La figura del mediatore Interculturale (e grastronomico!): un facilitatore cruciale nel progetto Youth and Food
di slowfood
Blenti Shehaj, di origine albanese, presidente dell’Associazione Multietnica dei Mediatori Interculturali (A.M.M.I.), educatore professionale e coordinatore delle progettualità interne, racconta con grande trasporto il percorso che ha condotto la sua associazione a diventare partner di tanti progetti locali, tra cui Youth and Food.
I mediatori Interculturali di A.M.M.I. sono impegnati dal 2005 nella presa in carico delle più disparate progettualità. In un ruolo professionale ormai richiestissimo in tutti i settori: sicurezza sul lavoro, salute, previdenza sociale, servizi sociali.
Tre anni fa l’associazione ha raccolto la sfida della partnership con Youth and food, facilitando la transizione dei giovani coinvolti nel passaggio dalla comunità alla vita adulta:
«La sfida è stata più avvincente di quanto pensassimo – racconta Blenti Shehaj – la nostra associazione era incaricata di mettere a disposizione due strutture residenziali per sei partecipanti e supportarli nel delicato viaggio verso l’autonomia degli adulti. Una volta compiuti i 18 anni non ci sono più le tutele previste per i minorenni, si rischia di non vedersi rinnovato il permesso di soggiorno se non si ha in mano un lavoro e l’idoneità alloggiativa. Ma il nostro compito è andato ben oltre le questioni burocratiche, abbiamo cercato di fornire loro un aiuto per affrontare le piccole sfide quotidiane: dalla gestione della casa alla puntualità al lavoro. D’altronde il ruolo del mediatore interculturale è proprio questo: non solo un traduttore simultaneo ma anche e soprattutto una persona capace di agevolare le relazioni, decodificare bisogni, facilitare le applicazioni pratiche di una legge, di una pratica amministrativa. Si è veri e propri agenti del cambiamento».
Egitto, Tunisia, Pakistan, Marocco: questi sono solo alcuni dei Paesi di provenienza dei mediatori coinvolti nel progetto Youth and Food e messi a disposizione da A.M.M.I., quasi tutti con storie di migrazioni alle spalle. In Italia, infatti, il percorso per diventare mediatore interculturale è duplice: i migranti madrelingua possono accedere a una formazione regionale certificata e seguire corsi di specializzazione; si può altrimenti accedere tramite un percorso universitario dedicato.
I professionisti con background migratorio hanno dalla loro parte un asset importante: conoscono con precisione la cultura e le dinamiche del Paese di origine, potendo fornire un supporto maggiore ai beneficiari di una specifica area geografica. Il loro contributo, inoltre, riguarda problematiche che hanno spesso vissuto in prima persona.

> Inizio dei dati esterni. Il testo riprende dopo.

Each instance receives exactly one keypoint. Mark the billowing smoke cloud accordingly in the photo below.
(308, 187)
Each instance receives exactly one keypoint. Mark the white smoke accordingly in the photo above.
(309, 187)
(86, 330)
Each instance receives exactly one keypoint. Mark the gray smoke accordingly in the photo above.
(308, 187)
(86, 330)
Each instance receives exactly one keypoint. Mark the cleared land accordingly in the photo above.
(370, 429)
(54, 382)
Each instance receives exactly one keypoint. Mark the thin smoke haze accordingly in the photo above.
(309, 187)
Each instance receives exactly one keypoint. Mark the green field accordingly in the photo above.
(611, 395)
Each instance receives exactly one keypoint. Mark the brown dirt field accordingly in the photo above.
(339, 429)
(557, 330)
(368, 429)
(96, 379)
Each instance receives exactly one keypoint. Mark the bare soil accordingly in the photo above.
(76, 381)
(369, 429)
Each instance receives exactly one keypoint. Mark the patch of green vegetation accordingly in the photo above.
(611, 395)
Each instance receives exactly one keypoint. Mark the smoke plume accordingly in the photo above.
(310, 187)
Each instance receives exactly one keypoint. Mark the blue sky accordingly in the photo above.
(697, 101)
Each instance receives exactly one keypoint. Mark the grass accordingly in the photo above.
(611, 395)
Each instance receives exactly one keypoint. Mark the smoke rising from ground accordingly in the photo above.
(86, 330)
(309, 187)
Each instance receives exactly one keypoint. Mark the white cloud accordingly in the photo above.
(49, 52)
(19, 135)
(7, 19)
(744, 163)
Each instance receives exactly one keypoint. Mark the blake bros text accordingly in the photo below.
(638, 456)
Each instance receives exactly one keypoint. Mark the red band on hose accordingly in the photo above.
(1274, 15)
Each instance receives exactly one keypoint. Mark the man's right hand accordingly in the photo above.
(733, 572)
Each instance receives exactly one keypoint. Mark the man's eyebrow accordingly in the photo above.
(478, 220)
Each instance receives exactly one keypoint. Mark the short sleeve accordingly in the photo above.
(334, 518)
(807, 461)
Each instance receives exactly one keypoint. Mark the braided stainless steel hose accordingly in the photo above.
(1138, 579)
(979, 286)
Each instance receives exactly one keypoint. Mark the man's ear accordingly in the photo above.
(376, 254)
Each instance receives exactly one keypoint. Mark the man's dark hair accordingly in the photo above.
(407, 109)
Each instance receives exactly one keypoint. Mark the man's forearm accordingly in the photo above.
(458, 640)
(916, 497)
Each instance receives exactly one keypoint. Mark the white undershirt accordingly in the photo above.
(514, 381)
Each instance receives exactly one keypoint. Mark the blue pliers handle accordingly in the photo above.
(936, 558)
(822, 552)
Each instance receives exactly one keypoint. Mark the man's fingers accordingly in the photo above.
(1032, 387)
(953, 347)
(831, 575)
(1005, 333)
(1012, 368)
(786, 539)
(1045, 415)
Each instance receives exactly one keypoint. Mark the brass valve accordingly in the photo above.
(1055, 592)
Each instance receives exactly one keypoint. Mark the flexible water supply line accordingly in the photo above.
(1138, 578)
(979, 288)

Tra i percorsi professionalizzanti seguiti dai ragazzi, la maggior parte aveva un contenuto legato alla cucina e al cibo; per questo è stata prevista anche la figura del mediatore gastronomico che ha affiancato i mediatori culturali assegnando una maggiore rilevanza alle tematiche dedicate al mondo gastronomico.
Durante i momenti conviviali, queste figure hanno facilitato percorsi di conoscenza reciproca dei cibi di provenienza dei rispettivi Paesi, hanno aiutato a reperire ricette tipiche per riprodurre assaggi che ricordassero le rispettive origini e proposto momenti di degustazione e condivisione di sapori nuovi. Alcuni di questi professionisti hanno seguito i corsi di Laurea dell’Università di Scienze Gastronomiche di Pollenzo, come Nua, una ragazza siriana che ha partecipato ad alcuni incontri.
Stefania Inacco, educatrice professionale di A.M.M.I. si è occupata del coordinamento educativo «Nel caso di Youth and Food abbiamo affrontato una sfida molto entusiasmante, abbiamo accolto dei giovanissimi ragazzi e li abbiamo guidati in un percorso di maggiore autonomia, con tutta la delicatezza del caso e accogliendo anche qualche “marachella”, tipica della giovane età.
Complessivamente per me Youth and Food è stato un progetto vincente poiché caratterizzato dalla multidisciplinarietà degli interventi, si è creato un clima intimo e familiare e, ancora una volta, si è dimostrato che il cibo può essere un importante veicolo di inclusione e di scambio.
Ci tengo a rimarcare che ho potuto percepire che il percorso ha lasciato un segno anche nei partecipanti che non lo hanno completato, a distanza di mesi alcuni ragazzi mi scrivono ancora per chiedere un consiglio e considerano i nostri operatori come dei punti di riferimento sul territorio. Ecco, questo lo ritengo forse il successo più grande: aver creato una piccola rete di salvataggio per aiutare un gruppo di giovani migranti a non sentirsi persi».